Time plot. (pp. 17-19) Time
on horiz. axis, values on vertical. trend? (general
slope up or down). Cyclic?.
--Beware of extrapolation
--predicting a time trend into the future.
-- Research data: time, or order of
taking measurements, is often a lurking variable. Always do
a time plot.
Section
1.2: Summarizing distribution info with numbers
Measures of middle (central tendency)
--Colloquially
"average" can refer to any measure of middle, so watch out; be more
specific.
Mean (most common "average"):
Take sum (aggregate) of all observations and divide by how many (n)
Metaphors.
1) Center of gravity, balance point
of histogram.
2) Slice off bits from the big and add to
the little till everyone has the same.
(Or "aggregate"--total-- it all and portion it out evenly.)
Outlier
or long tail will pull mean in that direction (think seesaw balancing)

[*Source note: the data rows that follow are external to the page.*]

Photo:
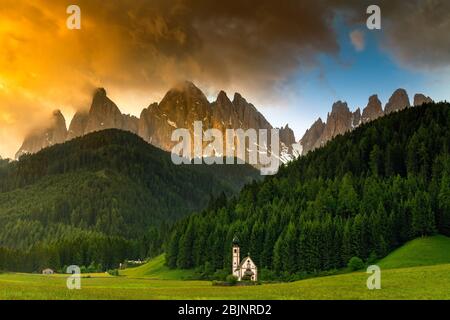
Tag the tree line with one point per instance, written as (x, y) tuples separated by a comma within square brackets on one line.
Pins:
[(362, 195)]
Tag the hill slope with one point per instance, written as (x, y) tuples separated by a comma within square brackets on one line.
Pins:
[(419, 252), (430, 282), (101, 198), (363, 194), (156, 269)]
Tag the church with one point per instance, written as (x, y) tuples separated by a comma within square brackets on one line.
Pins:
[(244, 270)]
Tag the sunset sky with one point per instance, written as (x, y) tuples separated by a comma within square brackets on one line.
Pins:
[(292, 59)]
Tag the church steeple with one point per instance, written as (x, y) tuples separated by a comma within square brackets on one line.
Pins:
[(236, 257)]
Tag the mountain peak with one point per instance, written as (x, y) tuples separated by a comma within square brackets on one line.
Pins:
[(222, 97), (420, 99)]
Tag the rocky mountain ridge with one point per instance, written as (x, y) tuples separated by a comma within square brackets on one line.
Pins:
[(180, 108), (342, 120)]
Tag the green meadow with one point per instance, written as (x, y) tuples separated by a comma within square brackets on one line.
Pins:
[(418, 270)]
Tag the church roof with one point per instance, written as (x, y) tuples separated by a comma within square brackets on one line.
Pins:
[(245, 261)]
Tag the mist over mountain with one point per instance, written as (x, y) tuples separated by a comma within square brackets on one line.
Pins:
[(180, 108)]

"Sensitive" to outliers, skewness.
Especially
useful: 1) For symmetric, tidy distributions
2) When metaphor 2 makes sense--looking for "fair share" of a total.
Median: half are bigger,
half are smaller
Point
on histogram with half the area to the left, half to the right.
Calculating:
Put observations in numerical order (stemplot!).
Middle one if n is odd, or average the 2 middle if n is
even.
Formula: Count in how far? (n+1)/2 places. (7
1/2 places? go halfway =average the 7th and 8th observations)
"Resistant
to skewness and outliers"--trimming off ends will make little difference
in median value.
More
"typical" than mean, if there is skewness or outliers.
(Badly bimodal distribution--"middle"
doesn't mean much.)
Symmetric distribution:
mean
= median
Author's website http://www.whfreeman.com/scc
Select a Category, choose "Statistical Applets",
Mean &Median.
Check out symmetric, skewed, distributions with outliers.